The use of these data for climate analysis and monitoring is increasing rapidly. So, also, are the planning and implementation for the next generation of environmental satellite and weather radar programs. These observing systems challenge our ability to extract meaningful information on climate variability and trends. In this presentation, I will attempt only to provide a brief glimpse of applications and analysis techniques used to extract information on climate variability. First, I will describe the philosophical basis for the use of remote sensing data for climate monitoring which involves the application of the forward and inverse forms of the radiative transfer equation. Then I will present three examples of the application of statistical analysis techniques to climate monitoring: 1) the detection of long-term climate trends, 2) the time-space analysis of very large environmental satellite and weather radar data sets, and 3) extreme event detection. Finally, a few conclusions will be given.
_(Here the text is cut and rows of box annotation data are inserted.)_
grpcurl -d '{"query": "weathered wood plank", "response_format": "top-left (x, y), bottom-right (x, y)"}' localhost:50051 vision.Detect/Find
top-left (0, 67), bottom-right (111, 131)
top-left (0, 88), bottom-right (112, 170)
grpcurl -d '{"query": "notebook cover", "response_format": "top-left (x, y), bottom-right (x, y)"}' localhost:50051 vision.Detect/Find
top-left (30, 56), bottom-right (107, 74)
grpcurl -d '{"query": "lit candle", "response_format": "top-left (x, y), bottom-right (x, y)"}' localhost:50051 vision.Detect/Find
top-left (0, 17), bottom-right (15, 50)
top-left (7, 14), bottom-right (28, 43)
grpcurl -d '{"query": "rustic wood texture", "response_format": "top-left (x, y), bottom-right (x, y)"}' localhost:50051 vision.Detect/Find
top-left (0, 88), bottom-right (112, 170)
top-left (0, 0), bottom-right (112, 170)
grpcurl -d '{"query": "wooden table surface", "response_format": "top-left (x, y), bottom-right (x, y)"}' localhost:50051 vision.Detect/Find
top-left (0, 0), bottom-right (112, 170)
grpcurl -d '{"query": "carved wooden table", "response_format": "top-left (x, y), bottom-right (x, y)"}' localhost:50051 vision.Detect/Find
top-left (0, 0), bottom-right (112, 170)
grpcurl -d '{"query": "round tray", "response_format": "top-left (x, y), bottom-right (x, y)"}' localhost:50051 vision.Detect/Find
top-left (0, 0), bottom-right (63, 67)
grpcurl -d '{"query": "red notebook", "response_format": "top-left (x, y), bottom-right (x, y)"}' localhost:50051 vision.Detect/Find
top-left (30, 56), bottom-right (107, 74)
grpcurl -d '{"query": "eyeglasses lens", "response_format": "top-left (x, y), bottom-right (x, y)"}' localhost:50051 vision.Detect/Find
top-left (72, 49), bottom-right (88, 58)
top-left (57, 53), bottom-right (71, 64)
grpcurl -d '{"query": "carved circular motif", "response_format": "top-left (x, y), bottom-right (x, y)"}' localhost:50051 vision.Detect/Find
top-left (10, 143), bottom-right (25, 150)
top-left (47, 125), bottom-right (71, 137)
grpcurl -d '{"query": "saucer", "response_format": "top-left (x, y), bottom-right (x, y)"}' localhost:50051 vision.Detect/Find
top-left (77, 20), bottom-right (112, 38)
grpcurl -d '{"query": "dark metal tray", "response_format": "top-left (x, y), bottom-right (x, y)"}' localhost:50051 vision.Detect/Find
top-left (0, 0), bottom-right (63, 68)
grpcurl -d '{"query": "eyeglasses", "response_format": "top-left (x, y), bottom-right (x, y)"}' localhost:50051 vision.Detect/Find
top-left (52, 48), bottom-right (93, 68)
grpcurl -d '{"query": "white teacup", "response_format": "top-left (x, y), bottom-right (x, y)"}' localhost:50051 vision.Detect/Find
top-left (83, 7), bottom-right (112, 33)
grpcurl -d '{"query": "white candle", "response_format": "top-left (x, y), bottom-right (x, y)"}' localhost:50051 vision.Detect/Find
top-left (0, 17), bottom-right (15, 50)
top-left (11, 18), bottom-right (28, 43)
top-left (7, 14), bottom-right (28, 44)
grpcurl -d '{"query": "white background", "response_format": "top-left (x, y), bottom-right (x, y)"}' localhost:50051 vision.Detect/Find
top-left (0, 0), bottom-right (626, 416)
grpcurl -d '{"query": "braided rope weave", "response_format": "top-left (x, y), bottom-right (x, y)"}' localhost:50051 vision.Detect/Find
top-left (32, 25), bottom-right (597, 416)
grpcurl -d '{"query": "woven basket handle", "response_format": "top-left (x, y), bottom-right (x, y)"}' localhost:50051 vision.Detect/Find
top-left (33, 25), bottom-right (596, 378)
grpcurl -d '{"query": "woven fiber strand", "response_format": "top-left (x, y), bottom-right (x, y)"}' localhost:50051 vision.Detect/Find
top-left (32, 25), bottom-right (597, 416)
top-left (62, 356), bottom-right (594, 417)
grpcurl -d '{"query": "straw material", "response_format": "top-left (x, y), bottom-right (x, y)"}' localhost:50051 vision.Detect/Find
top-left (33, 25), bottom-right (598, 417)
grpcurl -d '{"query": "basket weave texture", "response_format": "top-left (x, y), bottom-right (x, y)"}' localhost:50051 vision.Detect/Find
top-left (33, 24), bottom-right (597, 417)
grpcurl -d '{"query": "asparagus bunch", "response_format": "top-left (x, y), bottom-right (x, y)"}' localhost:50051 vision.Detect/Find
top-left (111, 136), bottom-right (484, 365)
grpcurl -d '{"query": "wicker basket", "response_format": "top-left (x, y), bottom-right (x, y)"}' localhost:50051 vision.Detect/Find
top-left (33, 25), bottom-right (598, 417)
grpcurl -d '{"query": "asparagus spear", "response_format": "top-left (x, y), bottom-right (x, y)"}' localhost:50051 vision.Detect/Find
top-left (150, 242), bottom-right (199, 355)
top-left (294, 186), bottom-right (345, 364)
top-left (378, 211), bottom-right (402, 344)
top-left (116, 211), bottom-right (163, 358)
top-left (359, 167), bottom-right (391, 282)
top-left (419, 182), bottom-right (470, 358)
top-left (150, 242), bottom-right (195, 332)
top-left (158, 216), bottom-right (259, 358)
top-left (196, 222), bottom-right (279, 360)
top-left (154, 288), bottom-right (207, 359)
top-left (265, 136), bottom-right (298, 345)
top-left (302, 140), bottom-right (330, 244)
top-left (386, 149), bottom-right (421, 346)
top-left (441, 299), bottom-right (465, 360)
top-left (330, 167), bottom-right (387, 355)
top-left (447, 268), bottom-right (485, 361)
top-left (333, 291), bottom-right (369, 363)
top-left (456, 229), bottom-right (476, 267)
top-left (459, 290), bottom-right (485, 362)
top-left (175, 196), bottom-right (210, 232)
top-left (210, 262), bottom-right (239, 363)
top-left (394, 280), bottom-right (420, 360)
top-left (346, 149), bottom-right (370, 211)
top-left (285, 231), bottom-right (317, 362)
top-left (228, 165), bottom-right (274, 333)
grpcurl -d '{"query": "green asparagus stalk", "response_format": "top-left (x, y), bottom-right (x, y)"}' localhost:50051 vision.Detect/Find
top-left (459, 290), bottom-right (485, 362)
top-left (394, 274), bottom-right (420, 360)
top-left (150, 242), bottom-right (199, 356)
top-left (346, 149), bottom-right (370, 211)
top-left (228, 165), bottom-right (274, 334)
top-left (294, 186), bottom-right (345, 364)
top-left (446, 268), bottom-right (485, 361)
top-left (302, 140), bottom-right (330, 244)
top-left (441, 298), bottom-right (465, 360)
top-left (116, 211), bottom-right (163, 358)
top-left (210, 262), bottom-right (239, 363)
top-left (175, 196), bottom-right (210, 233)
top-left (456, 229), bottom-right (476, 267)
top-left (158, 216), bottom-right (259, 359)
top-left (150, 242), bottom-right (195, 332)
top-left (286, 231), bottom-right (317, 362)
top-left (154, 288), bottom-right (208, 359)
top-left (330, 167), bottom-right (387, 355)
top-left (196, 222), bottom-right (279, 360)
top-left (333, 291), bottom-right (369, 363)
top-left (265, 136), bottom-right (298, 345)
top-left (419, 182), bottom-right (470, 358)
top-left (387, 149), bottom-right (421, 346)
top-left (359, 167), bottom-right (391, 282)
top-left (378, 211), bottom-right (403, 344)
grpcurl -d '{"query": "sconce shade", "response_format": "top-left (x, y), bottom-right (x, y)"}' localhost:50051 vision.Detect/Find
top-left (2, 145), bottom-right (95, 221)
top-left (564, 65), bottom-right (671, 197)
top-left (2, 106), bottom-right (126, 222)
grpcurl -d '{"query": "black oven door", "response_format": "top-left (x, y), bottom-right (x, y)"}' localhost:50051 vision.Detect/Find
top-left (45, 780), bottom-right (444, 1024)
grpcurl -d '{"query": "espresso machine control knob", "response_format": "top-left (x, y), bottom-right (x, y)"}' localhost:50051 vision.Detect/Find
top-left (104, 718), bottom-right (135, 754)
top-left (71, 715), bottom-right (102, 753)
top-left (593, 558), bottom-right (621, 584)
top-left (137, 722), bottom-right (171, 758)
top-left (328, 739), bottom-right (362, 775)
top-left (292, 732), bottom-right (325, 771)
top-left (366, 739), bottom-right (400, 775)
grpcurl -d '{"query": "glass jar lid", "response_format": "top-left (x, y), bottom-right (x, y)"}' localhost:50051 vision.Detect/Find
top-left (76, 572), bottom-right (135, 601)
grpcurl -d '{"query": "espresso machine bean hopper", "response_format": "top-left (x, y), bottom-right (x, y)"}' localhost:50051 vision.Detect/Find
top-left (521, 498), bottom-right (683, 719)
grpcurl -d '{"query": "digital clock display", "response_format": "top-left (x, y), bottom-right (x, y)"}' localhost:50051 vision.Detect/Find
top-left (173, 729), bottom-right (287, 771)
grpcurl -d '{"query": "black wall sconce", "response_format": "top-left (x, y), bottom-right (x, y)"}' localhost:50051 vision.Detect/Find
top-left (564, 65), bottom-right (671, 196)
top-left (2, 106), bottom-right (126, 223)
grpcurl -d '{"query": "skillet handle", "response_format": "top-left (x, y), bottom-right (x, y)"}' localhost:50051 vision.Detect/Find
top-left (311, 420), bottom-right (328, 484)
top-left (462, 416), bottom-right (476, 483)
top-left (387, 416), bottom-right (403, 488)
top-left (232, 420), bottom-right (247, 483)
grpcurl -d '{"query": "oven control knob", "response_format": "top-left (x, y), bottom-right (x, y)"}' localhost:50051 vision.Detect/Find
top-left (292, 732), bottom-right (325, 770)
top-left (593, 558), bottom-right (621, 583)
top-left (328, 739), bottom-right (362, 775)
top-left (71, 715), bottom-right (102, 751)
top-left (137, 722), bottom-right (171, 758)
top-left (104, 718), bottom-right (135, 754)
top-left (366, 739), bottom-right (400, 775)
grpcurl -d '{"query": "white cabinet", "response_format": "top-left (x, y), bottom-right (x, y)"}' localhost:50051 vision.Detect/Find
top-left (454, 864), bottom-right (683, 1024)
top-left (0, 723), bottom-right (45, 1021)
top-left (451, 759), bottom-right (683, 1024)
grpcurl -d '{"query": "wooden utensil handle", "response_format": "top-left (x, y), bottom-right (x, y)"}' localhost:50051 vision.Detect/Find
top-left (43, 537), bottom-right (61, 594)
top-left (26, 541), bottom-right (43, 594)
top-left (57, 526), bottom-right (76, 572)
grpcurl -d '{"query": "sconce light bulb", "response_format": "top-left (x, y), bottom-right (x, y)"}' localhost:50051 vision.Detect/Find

Title: Earth and Space Sciences Division
This talk discusses the role of statistics and data mining in production and analysis of very large, remote-sensing data set produced by NASA's Earth Observing System (EOS). EOS is a long term program to collect and study data for Earth system science. The goal is to better understand interactions among oceans, atmosphere, land surface, solid Earth and biosphere, and ultimately to asses the impact of and consequences for human activity on this planet. We participate by building instruments, designing and implementing algorithms for producing data products that are made available to the public, and actively participating in reseach using those data products. Data analysis is vital to all three activities, and statisticians and computer scientists have an important role to play.
In thinking about the role of statistics and data mining it's important to distinguish between data production and data analysis. Production requires a certain kind of objectivity because others will have to live with the decisions we make. Analysis, on the other hand, is more subjective, and we are free to make and defend whatever assumptions we think are appropriate. In this talk we describe key statistical and data mining challenges in our experience as members of instrument teams, and as participants in scientific investigations using remote-sensing Earth science data.
Title: How to monitor network traffic 5 Gbit/sec at a time.
In order to guarantee the security and reliability of today's networks, network monitoring is becoming an increasingly important part of network operations. However, ever increasing network data rates makes it more and more difficult to properly monitor traffic. This is particularly true if the monitoring performed requires application layer information and/or has to be performed on an ad hoc basis.
In this talk I will discuss the issues we faced in addressing this monitoring task. In particular, I will focus on how our Gigascope probe with its SQL-like realtime query language allows us to provide an affordable, reliable, flexible and scalable solution to the problem. Gigascopes deployed today process in excess of 1.2 million records per second on a inexpensive Pentium system in a real network.